25 maja odbędzie się referendum lokalne „w istotnych sprawach dotyczących mieszkańców Krakowa”. Obok pytań o ZIO 2022, budowę metra, monitoring wizyjny, pojawi się również kwestia ścieżek rowerowych. Mieszkańcy będą mogli odpowiedzieć TAK lub NIE na pytanie „Czy zdaniem Pani/Pana w Krakowie powinno się budować więcej ścieżek rowerowych?”. Tymczasem my pytamy krakowskiego oficera rowerowego, Marcina Wójcika, co dobrego może z tego wyniknąć.
Czy referendum rowerowe ma szansę poprawić jakość infrastruktury rowerowej w Krakowie?

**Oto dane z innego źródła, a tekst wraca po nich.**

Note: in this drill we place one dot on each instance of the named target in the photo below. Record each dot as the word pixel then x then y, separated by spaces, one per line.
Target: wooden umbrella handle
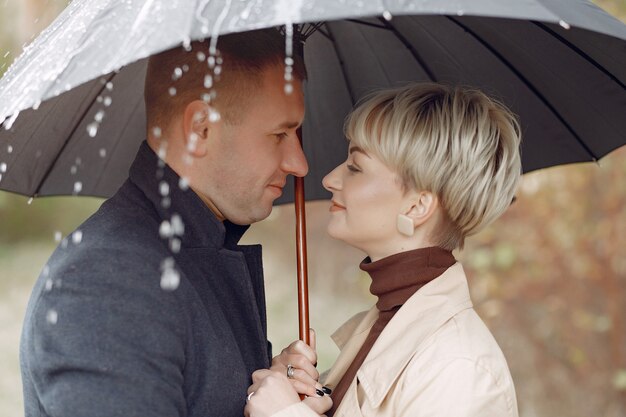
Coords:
pixel 301 256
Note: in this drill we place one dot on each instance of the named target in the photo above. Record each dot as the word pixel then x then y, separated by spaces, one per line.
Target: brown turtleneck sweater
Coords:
pixel 394 279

Odpowiedź na TAK na rowerowe pytanie w referendum zaplanowanym na 25 maja 2014 przede wszystkim da krakowskim politykom jasny, jednoznaczny przekaz, że nakłady na inwestycje rowerowe powinny wzrosnąć, np. do poziomu 50 milionów złotych rocznie. Przy takim budżecie jesteśmy w stanie do roku 2020 wybudować wszystkie zaplanowane w Studium podstawowych tras rowerowych drogi rowerowe w Krakowie.
Jak Pan ocenia jakość krakowskich ścieżek rowerowych? Niektóre z nich to prowizorka, np. w mojej okolicy, przy ul. Dunin-Wąsowicza, ścieżka rowerowa to fragment wyboistego chodnika oddzielony linią od części przeznaczonej dla pieszych.

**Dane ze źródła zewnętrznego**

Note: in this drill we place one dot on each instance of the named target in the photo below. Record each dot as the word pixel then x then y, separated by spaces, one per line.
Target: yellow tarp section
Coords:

Najstarsze fragmenty dróg rowerowych w Krakowie maja już blisko 20 lat, stąd czasem ich jakość może budzić pewne wątpliwości, ale nie jest ona rażąco gorsza od ogólnej jakości nawierzchni wszystkich krakowskich ulic. Proszę nie traktować tego jako wymówki ze strony zarządcy drogi, ale z inwentaryzacji wykonanej jesienią 2013 r. przez Sekcję rowerową ZIKiT wynika, że znakomita większość dróg rowerowych jest dobrej jakości. Przywołana przez Pana droga rowerowa w ul. Dunin-Wąsowicza nie istnieje od trzech lat. To chodnik jest kiepskiej jakości. W tym rejonie rowerzyści powinni poruszać w ruchu ogólnym po jezdni wraz z innymi pojazdami, jest to znacznie bezpieczniejsze, bo zapewnia wzajemną widoczność.
Gdyby miał Pan porównać dzielnice Krakowa pod kątem jakości infrastruktury rowerowej, która z nich wypada najlepiej, a która najgorzej?

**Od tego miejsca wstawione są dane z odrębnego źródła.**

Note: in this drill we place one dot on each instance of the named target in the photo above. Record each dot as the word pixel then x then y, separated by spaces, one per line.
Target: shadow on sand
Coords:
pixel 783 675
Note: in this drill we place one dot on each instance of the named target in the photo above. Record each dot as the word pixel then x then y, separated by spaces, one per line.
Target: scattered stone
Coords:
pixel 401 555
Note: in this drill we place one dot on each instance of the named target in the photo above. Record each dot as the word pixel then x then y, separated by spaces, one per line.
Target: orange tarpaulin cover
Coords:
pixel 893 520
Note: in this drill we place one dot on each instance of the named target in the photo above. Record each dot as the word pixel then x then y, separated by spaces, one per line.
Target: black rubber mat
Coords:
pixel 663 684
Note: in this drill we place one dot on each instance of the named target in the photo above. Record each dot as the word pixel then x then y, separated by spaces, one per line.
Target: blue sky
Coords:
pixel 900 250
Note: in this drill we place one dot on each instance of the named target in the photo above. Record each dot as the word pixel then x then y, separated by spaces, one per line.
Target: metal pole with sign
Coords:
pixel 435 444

Tak naprawdę najlepsza infrastruktura rowerowa jest w Dzielnicy 1. Stare Miasto, bo jest to tzw. niewidzialna infrastruktura. Ograniczenia ruchu samochodowego sprzyjają ruchowi rowerowemu, który zdaje się być największy właśnie w tej dzielnicy. Natomiast najwięcej dróg rowerowych jest w Nowej Hucie, która w tym roku, po wakacjach, zostanie połączona ze Śródmieściem ciągiem wzdłuż ul. Mogilskiej i al. Pokoju. Najtrudniejsza rowerowo sytuacja jest w południowych dzielnicach Krakowa, z których nie można na razie komfortowo, bezstresowo dojechać rowerem do centrum.